We are a very open environment and we let “almost” anyone post here so long as the subject is sidecars [even in some tangential way]. Because of our specialized subject matter, lots of folks come here to ask questions and that’s a huge part of this site’s reason for being. Because of our open nature, anyone can reply to these questions…even if they don’t know what they are talking about.

It is the responsibility of the reader to sort the wheat for the chaff as it were. PLEASE, read with at least a slightly skeptical attitude. If you see six posters that basically agree on a subject and one that is off in the ozone, factor that in when considering who to believe. If you want to do a little more checking, you can click on the poster’s name [handle here] and see how long he’s been on the site and maybe look up some of his old posts. If you see a poster who is giving you advice and then find that he has been on the site for a month and when he first came on he was asking the same questions that you are asking or if he openly admits that he paid no attention to the advice of others… well, you get the idea. DON’T PAY ATTENTION TO IDIOTS!

You have a responsibility to critically evaluate all the information that you read here and make your own decisions, good or bad.

Thanks Al. The same applies to most anything on the internet. "Never believe everything you read on the internet." -Abe Lincoln

Tom Wells aka Reardan Tom

Thanks for the lesson on responsibility Al, a much needed lesson! It's hard to believe the number of people that believe it's all true because they see it in print.

What Al said.

I'm not so sure about this ...

Rogue

Steven,

What are you unsure about? You've been here for a couple of weeks and you believe that everything you read in the Internet is true? We feel that folks here make a best effort to provide good information but we don't censor or fact check unless things get out of hand. That means that you could read differing opinions on a topic and in some cases one or more of them could be dead wrong. The reader makes the final decision on what or who they want to believe.

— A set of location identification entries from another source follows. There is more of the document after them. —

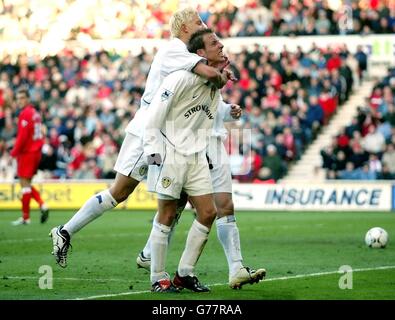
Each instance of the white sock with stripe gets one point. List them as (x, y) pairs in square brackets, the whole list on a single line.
[(92, 209), (196, 240), (159, 244), (228, 235)]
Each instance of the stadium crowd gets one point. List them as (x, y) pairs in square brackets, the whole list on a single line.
[(116, 19), (365, 149), (87, 101)]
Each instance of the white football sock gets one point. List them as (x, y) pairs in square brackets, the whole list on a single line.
[(228, 235), (93, 208), (159, 244), (147, 248), (196, 240)]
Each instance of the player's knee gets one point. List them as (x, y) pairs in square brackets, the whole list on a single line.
[(121, 194), (207, 216), (225, 208)]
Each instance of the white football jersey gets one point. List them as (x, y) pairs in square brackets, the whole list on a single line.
[(182, 114), (172, 57)]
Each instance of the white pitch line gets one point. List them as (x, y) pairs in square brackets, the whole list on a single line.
[(317, 274), (118, 235), (71, 279)]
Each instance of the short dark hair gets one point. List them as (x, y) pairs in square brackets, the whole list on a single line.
[(196, 42), (22, 90)]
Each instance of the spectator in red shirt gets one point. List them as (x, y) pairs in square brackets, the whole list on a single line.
[(27, 152)]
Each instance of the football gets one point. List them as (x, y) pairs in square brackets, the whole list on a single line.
[(376, 238)]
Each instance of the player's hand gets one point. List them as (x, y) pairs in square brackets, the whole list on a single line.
[(235, 111), (154, 159), (224, 64), (230, 75)]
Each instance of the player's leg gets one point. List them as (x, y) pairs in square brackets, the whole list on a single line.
[(43, 207), (195, 243), (144, 258), (131, 169), (159, 239), (25, 200), (99, 203), (229, 237)]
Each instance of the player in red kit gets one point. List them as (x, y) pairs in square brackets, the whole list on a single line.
[(27, 152)]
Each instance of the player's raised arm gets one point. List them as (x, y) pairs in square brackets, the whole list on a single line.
[(159, 108), (183, 24)]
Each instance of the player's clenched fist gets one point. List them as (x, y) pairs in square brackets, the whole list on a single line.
[(154, 159)]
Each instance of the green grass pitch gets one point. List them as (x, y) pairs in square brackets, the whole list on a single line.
[(302, 252)]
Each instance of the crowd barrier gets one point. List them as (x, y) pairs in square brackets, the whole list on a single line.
[(330, 196)]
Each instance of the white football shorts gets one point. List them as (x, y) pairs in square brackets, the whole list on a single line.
[(218, 158), (177, 173)]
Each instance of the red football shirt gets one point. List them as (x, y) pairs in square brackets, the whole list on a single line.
[(29, 137)]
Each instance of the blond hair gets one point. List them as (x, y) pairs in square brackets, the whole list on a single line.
[(179, 18)]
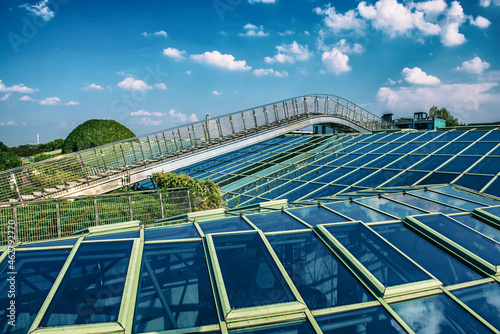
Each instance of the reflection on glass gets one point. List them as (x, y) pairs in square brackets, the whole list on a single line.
[(363, 321), (437, 314), (439, 263), (382, 260), (484, 299), (314, 215), (175, 290), (92, 288), (358, 212), (302, 327), (250, 275), (321, 279), (36, 272), (483, 247)]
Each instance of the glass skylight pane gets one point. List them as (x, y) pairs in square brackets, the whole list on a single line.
[(479, 226), (175, 290), (388, 206), (436, 261), (275, 221), (319, 276), (35, 272), (385, 263), (437, 314), (483, 299), (314, 215), (358, 212), (171, 233), (422, 203), (249, 272), (225, 225), (363, 321), (91, 291), (447, 199), (483, 247)]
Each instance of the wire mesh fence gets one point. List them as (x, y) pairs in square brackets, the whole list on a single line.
[(49, 219), (56, 176)]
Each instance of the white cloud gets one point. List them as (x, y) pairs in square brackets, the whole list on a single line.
[(178, 117), (340, 22), (27, 98), (160, 33), (252, 30), (161, 86), (261, 1), (290, 53), (480, 22), (269, 71), (174, 53), (419, 77), (50, 101), (335, 61), (143, 113), (218, 59), (463, 100), (20, 88), (39, 9), (475, 65), (130, 83), (93, 86)]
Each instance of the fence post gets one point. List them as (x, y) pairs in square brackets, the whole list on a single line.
[(58, 220), (161, 206), (130, 208), (96, 213)]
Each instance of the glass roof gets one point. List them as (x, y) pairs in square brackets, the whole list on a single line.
[(356, 257)]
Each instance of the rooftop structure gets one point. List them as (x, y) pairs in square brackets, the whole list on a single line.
[(392, 232)]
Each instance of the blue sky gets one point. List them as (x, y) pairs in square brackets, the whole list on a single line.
[(153, 65)]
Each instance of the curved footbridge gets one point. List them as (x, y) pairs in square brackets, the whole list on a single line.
[(112, 166)]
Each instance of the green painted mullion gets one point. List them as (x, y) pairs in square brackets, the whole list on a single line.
[(55, 286), (469, 310)]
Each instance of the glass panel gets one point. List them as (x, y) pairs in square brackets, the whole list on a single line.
[(302, 327), (437, 314), (479, 226), (185, 299), (250, 274), (388, 206), (358, 212), (384, 262), (363, 321), (488, 165), (464, 236), (447, 199), (225, 225), (439, 263), (458, 164), (483, 299), (321, 279), (452, 191), (314, 215), (275, 221), (91, 291), (171, 233), (36, 272), (423, 204)]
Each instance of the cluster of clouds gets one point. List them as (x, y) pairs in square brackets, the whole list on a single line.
[(143, 117)]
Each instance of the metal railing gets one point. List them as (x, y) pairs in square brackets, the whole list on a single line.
[(48, 178), (50, 219)]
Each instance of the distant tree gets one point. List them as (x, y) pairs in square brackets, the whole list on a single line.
[(95, 132), (443, 113)]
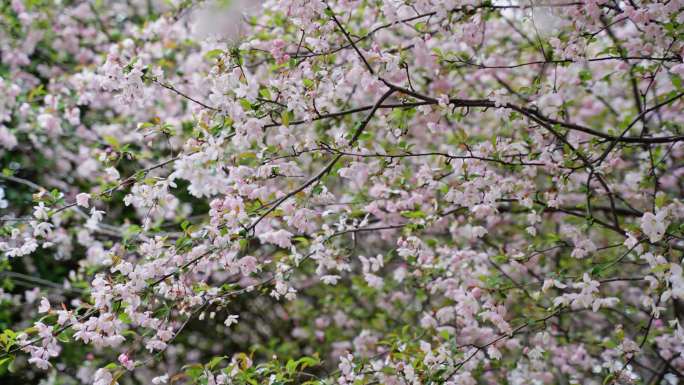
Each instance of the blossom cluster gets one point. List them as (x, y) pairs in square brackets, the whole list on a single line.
[(342, 192)]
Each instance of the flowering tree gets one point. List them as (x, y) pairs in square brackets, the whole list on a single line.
[(342, 192)]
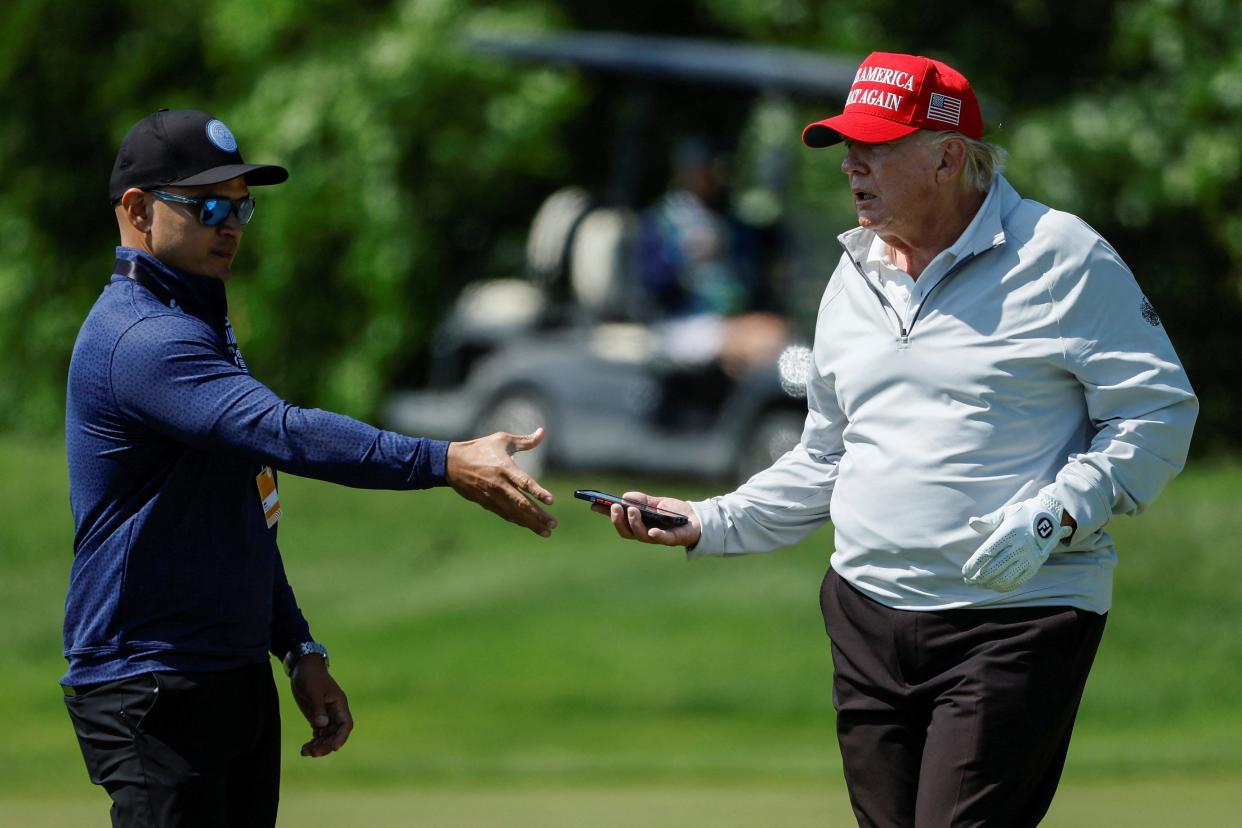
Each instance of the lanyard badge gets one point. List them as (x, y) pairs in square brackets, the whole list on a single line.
[(267, 495)]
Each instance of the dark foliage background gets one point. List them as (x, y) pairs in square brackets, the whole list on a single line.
[(416, 166)]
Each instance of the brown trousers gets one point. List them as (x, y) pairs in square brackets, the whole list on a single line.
[(954, 718)]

There's a good example of such a thread going on right now. An experienced motorcyclist is buying his first rig. He is considering driving it home, a trip of about 1,000 miles. He asked if it was a reasonable idea or a terrible one. He got opinions on both sides but in the end, he has to weigh the input and make his own decision and the reputations of those who responded comes into play. One of his responses came from a respected figure in the business and another came from a guy who did the same sort of trip as a newbie. Which of those opinions is more valuable? I made a similar trip on a new rig a week after I got it. In the end, I survived but I didn't have much fun. Would I do it again? I'm not really sure.

There is also a common sense aspect in making the decision but in the end the reader is responsible for his own actions.

If you'd like to dig into the ideas here, your input or questions are welcomed.

I was being ironical. It was a joke. 🙂

Rogue.

Rogue - 12/30/2016 11:27 AM

I was being ironical. It was a joke. 🙂

Rogue.

'Hard to tell and with your short history, I wasn't certain. Emoticons are available on this site.

Some folks enjoy dry humor not watered down (see what I did there?) by emoticons. I gather this is not the case here. As you well noted, I am new here and learning. In the future I will try to remember to be more obvious.

R.

You can use the emoticons or not, your choice but be prepared to be misunderstood... it's a big part of asynchronous communications.